ギャルゲ大佐の投げた剣によって傷を負ったレッドもとい楠手は、ミスターKとコネクションのある医院長が営む病院の入院棟の一室で、入院着でスチールベッドに寝ころんで文庫本の小説を読んでいた。

 ふいに病室の引き戸がずれると、楠手のいるベッドへ足音が近づく。


「ああ、泣ける話ね」


 楠手が小説の感涙シーンに思わず呟く。

 と同時に仕切りのカーテンが勢いよく開けられる。


「思った以上に寛いでるな」


 突然した声に、楠手はギョッとして振り向いた。

 ベッドの傍で、クリーム色の半袖プリントTシャツにオリーブ色のチノパン姿の栗山が立っていた。

 栗山の顔には嫌味っぽい笑みが浮かんでいる。


「落ち込んでると思ったが、案外そうでもないみたいだな」

「少しは落ち着いたかな。
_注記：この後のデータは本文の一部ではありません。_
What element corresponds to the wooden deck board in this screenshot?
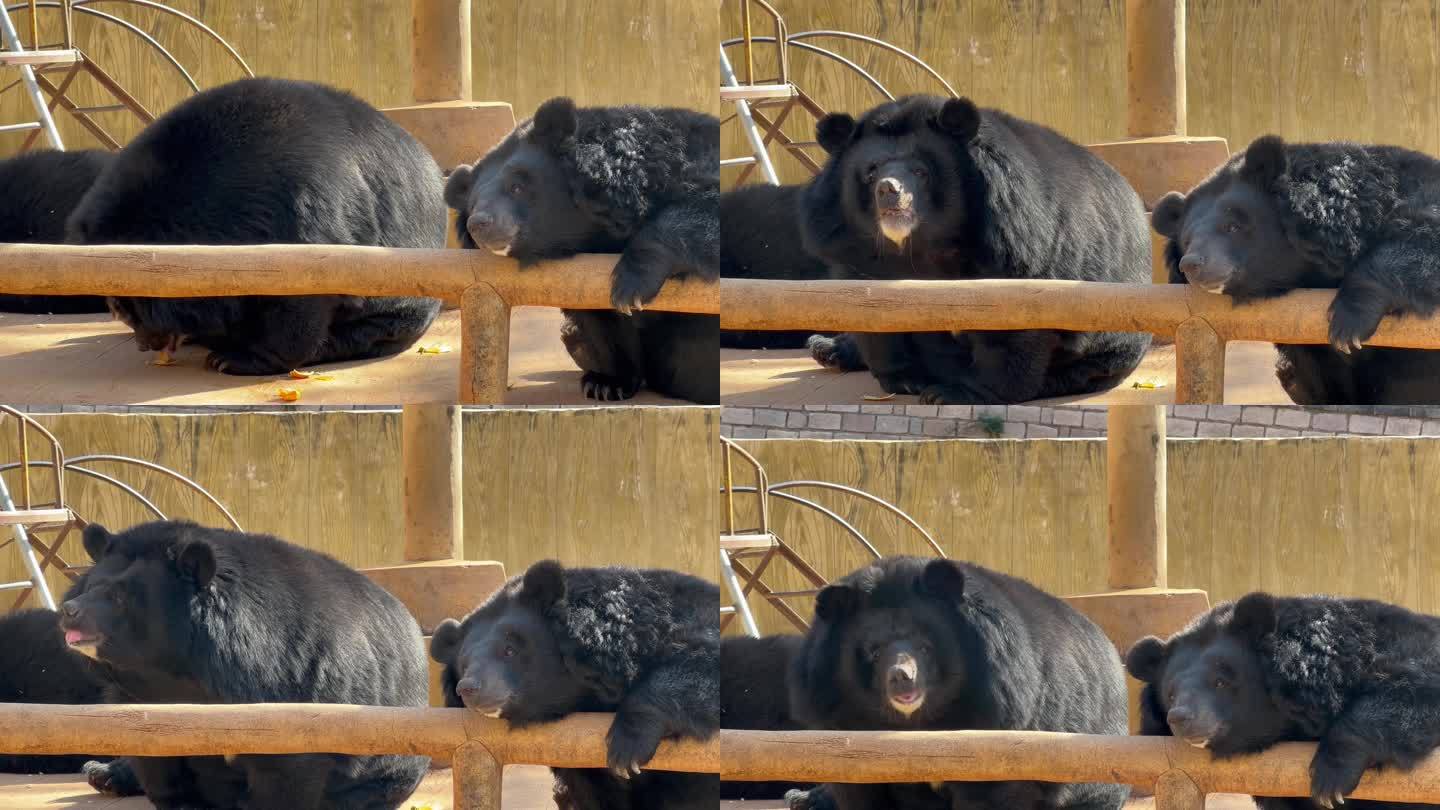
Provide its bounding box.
[0,307,677,405]
[720,340,1290,408]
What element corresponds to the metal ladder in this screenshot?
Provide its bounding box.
[0,0,69,149]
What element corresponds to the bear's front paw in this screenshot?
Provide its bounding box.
[605,713,664,780]
[1310,741,1368,809]
[580,372,641,402]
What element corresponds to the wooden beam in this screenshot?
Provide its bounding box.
[410,0,471,102]
[0,703,720,774]
[720,279,1440,349]
[400,402,465,562]
[0,244,720,314]
[1125,0,1185,137]
[1104,405,1165,589]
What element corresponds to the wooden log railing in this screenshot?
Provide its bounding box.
[0,244,720,405]
[720,276,1440,404]
[720,731,1440,810]
[0,703,720,810]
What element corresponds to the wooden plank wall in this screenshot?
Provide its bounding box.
[721,0,1440,182]
[0,408,720,610]
[740,438,1440,631]
[0,0,720,156]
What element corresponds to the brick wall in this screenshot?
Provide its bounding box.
[720,402,1440,440]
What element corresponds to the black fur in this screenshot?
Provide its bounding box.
[431,561,720,810]
[789,556,1129,810]
[1126,594,1440,810]
[1155,135,1440,405]
[720,636,812,800]
[0,610,105,774]
[720,183,829,349]
[0,150,111,314]
[60,522,429,810]
[445,98,720,405]
[801,97,1151,404]
[68,79,445,375]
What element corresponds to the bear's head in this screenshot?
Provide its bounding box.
[815,97,981,251]
[431,561,592,725]
[801,558,972,728]
[1151,135,1336,300]
[445,98,619,265]
[60,522,219,676]
[1125,594,1295,757]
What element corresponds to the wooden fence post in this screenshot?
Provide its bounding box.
[1104,405,1166,589]
[1175,317,1225,405]
[459,284,510,405]
[451,739,504,810]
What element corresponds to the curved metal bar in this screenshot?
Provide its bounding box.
[734,487,884,565]
[6,0,200,92]
[72,0,255,79]
[66,453,245,532]
[720,36,896,101]
[0,461,168,520]
[770,481,945,556]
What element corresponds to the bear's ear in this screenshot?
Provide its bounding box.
[815,112,855,154]
[1230,592,1276,638]
[176,540,215,588]
[445,163,475,210]
[935,98,981,144]
[815,585,860,621]
[1240,135,1290,189]
[1125,636,1166,683]
[920,559,965,602]
[518,559,564,610]
[530,95,579,148]
[1151,192,1185,239]
[431,618,462,664]
[81,523,115,562]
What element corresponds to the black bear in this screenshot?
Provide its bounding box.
[789,556,1129,810]
[0,610,105,774]
[801,97,1151,404]
[1125,592,1440,810]
[66,79,445,375]
[431,561,720,810]
[445,98,720,405]
[60,522,429,810]
[1152,135,1440,405]
[720,183,829,349]
[720,634,809,798]
[0,150,111,314]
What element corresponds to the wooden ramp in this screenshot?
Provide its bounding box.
[720,340,1290,408]
[0,765,554,810]
[0,307,681,405]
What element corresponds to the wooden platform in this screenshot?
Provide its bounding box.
[720,340,1292,408]
[0,307,683,405]
[0,765,554,810]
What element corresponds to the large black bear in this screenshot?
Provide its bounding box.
[720,183,829,349]
[789,556,1129,810]
[0,150,111,314]
[1126,585,1440,810]
[66,79,445,375]
[0,610,105,774]
[445,98,720,405]
[720,634,809,798]
[60,522,429,810]
[1152,135,1440,405]
[801,97,1151,404]
[431,561,720,810]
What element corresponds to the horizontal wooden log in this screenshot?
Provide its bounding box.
[720,276,1440,349]
[0,244,720,314]
[720,731,1440,803]
[0,703,720,773]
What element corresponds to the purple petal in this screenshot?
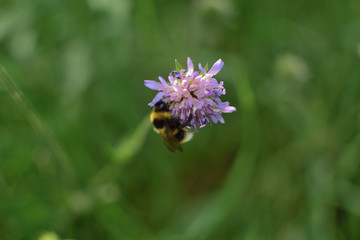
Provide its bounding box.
[159,76,169,85]
[148,92,165,107]
[214,113,225,124]
[209,114,218,124]
[223,106,236,113]
[207,59,224,76]
[186,57,194,76]
[144,80,164,91]
[199,63,206,74]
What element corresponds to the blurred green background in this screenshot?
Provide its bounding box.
[0,0,360,240]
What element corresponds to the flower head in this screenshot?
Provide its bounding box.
[145,58,236,130]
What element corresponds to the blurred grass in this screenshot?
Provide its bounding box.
[0,0,360,240]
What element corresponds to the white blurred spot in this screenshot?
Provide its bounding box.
[87,0,131,20]
[275,53,310,82]
[62,40,91,104]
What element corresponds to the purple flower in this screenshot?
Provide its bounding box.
[145,58,236,131]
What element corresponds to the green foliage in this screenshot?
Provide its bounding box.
[0,0,360,240]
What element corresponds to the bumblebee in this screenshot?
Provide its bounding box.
[150,100,193,152]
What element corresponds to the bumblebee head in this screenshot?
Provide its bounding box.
[154,100,169,112]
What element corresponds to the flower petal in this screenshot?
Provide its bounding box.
[186,57,194,76]
[144,80,164,91]
[148,92,165,107]
[206,59,224,76]
[159,76,169,85]
[199,63,206,74]
[223,106,236,113]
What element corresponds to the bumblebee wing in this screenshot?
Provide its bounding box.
[159,129,182,152]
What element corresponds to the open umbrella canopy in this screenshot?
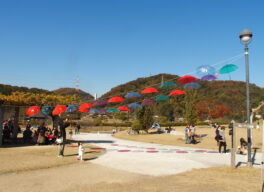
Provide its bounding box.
[89,108,100,114]
[155,95,170,101]
[196,65,215,77]
[99,109,107,114]
[125,92,141,98]
[219,64,238,74]
[128,103,142,109]
[78,106,89,113]
[26,106,40,115]
[107,108,119,113]
[141,99,156,105]
[201,75,217,81]
[183,82,201,89]
[80,103,93,109]
[169,90,186,96]
[141,87,158,94]
[117,106,130,111]
[52,105,67,115]
[66,104,80,113]
[160,81,177,89]
[108,97,125,103]
[41,105,54,115]
[178,75,197,84]
[93,100,108,106]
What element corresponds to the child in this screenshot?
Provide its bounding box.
[77,143,84,161]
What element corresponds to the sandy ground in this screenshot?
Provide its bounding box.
[114,126,262,149]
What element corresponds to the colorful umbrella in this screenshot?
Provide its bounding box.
[78,106,89,113]
[125,92,141,98]
[178,75,197,84]
[26,106,40,115]
[155,95,170,101]
[196,65,215,77]
[219,64,238,74]
[99,109,107,114]
[183,82,201,89]
[128,103,142,109]
[169,90,186,96]
[160,81,177,89]
[80,103,93,109]
[117,106,130,111]
[108,97,125,103]
[141,99,156,105]
[66,104,80,113]
[41,105,54,115]
[93,100,108,106]
[52,105,67,115]
[89,108,100,114]
[107,108,118,113]
[201,75,217,81]
[141,87,158,94]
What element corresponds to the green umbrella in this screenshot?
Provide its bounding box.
[155,95,170,101]
[219,64,238,74]
[107,108,119,113]
[160,81,177,89]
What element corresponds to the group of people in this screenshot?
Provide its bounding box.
[184,125,197,144]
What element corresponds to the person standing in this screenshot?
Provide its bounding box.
[219,126,226,153]
[59,119,70,157]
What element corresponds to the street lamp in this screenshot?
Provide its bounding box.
[239,29,253,166]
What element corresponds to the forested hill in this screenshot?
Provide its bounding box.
[53,88,94,102]
[101,74,264,115]
[0,84,93,102]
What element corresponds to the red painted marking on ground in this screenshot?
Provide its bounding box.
[146,151,159,153]
[118,149,130,152]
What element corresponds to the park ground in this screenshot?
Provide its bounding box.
[0,125,261,192]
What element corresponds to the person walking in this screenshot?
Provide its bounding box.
[219,126,226,153]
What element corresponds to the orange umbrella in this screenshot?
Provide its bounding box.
[169,89,186,96]
[52,105,67,115]
[80,103,93,109]
[178,75,197,84]
[117,106,130,111]
[141,87,158,94]
[26,106,40,115]
[108,97,125,103]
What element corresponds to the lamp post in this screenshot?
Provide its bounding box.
[239,29,253,166]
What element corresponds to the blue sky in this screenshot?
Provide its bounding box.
[0,0,264,95]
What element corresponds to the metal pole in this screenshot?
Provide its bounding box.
[245,43,252,166]
[231,124,236,168]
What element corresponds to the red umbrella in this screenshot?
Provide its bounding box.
[169,89,186,96]
[141,87,158,94]
[80,103,93,109]
[108,97,125,103]
[52,105,67,115]
[178,75,197,84]
[117,106,130,111]
[26,106,40,115]
[78,107,89,113]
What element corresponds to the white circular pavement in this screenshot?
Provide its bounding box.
[73,133,261,176]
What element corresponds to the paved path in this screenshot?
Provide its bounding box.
[73,133,261,176]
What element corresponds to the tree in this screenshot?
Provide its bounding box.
[184,90,197,125]
[137,106,154,133]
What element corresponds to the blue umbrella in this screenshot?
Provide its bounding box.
[125,92,141,98]
[89,108,100,114]
[160,81,177,89]
[65,104,79,112]
[128,103,142,109]
[183,82,201,89]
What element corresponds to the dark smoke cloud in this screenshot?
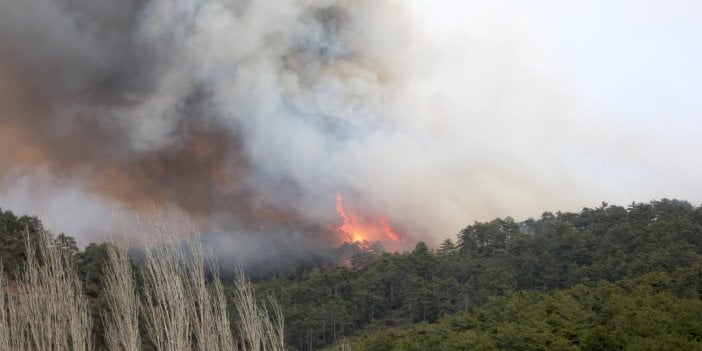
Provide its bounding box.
[0,0,418,255]
[0,0,700,260]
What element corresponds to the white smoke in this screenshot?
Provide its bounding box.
[0,0,701,250]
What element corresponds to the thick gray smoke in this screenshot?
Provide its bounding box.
[0,0,424,258]
[0,0,700,262]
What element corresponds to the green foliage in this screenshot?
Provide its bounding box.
[350,266,702,351]
[0,209,44,279]
[259,200,702,350]
[0,199,702,350]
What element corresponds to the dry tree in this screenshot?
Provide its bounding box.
[6,232,93,351]
[101,232,141,351]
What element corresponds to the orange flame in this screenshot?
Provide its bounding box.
[336,194,400,243]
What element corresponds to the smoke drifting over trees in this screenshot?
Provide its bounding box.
[0,0,702,256]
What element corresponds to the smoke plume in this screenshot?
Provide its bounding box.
[0,0,700,257]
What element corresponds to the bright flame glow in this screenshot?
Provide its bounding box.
[336,194,400,243]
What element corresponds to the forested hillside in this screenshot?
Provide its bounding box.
[259,200,702,350]
[0,200,702,350]
[349,265,702,351]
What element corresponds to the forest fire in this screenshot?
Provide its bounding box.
[336,194,400,243]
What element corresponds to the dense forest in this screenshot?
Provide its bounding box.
[0,199,702,350]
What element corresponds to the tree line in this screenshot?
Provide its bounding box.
[0,199,702,350]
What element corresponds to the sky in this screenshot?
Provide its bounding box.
[413,0,702,204]
[0,0,702,254]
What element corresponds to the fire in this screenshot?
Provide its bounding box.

顔に傷が残るって言われたときはショックだったけど、今は心の整理ができてきた」


 楠手は一本の線のような頬の傷を撫でた。


「まだ痛むのか?」

「全然」


 栗山の心配げな問いかけに、気にしていないというように返した。

 ならいいんだ、と栗山も笑い返す。


「それよりよ。これからどうするんだよ?」

「どういうこと?」

「いやだってよ……」


 栗山は言いかけて逡巡した。

 傷のある顔ではグラビアは続けづらいことは、楠手だって承知しているだろう。かといって他人の口からはっきりと告げることは、残酷ではないかと栗山は思うのだ。


「言わなくてもわかってるよ」


 楠手は気遣うような口調で、栗山の言葉を自ら遮った。


「こんな傷があったら、グラビアアイドルなんて無理だよね」

「そんなこと……」

「気を遣わなくていいよ。もともと私はみんなみたいに売れてなかったし、それにグラドルになるほどの器じゃなかったんだ」

「卑下するなよ」

「新城さんみたいに色気ないし、上司ちゃんみたいに童顔で胸も大きくないし、西之森さんみたいに細くて綺麗なくびれがあるわけでもないし、栗山さんみたいにヒップもないし」

「うるせえ、あたしの尻がデカいのは今関係ないだろ。お前がグラビアを続けたいかどうかが大事だろ」


 話を振っておいて全否定するとか何様だよ、と栗山は心の中で自分を叱った。

 諦念と寂しさの浮かんだ顔に表向きの感謝を貼り付けて、楠手が微笑む。


「励ましてくれてありがとう」

「……」

「でもいいんだ。新城さんも上司ちゃんも西之森さんもこの前、栗山さんみたいに励ましてくれたけど、私は意思を変えないつもりだよ。私なんかが居続けていい世界じゃないのを痛感したし、未練もない」


 栗山は無言で楠手の決心を受け止める。

 納得いかない苛々とした感情がこみあげるが、怒鳴ってしまいそうで、喉元まできた言葉を押さえ込む。

 苛々を紛らすように尋ねる。


「購買でなんか買ってきてやるよ。何欲しい?」

「なんでもいいよ」

「そうか。じゃあブラックコーヒーな」

「私、糖分制限されてないから。せめて微糖にして」


 くだらない軽口を交わす。

 栗山は後ろ手に引き戸を閉めると病室を後にして、階下の購買に向けて廊下を歩き出す。

 顔を俯け、唇を噛む。

 嘘つきやがって、何が未練もない、だ。未練のないやつがあんな寂しそうな顔するわけねえだろ。

 レッドの馬鹿が。

 舌打ちしたくなるような憤怒の籠った呟きが、栗山の口の中で不愉快に響いた。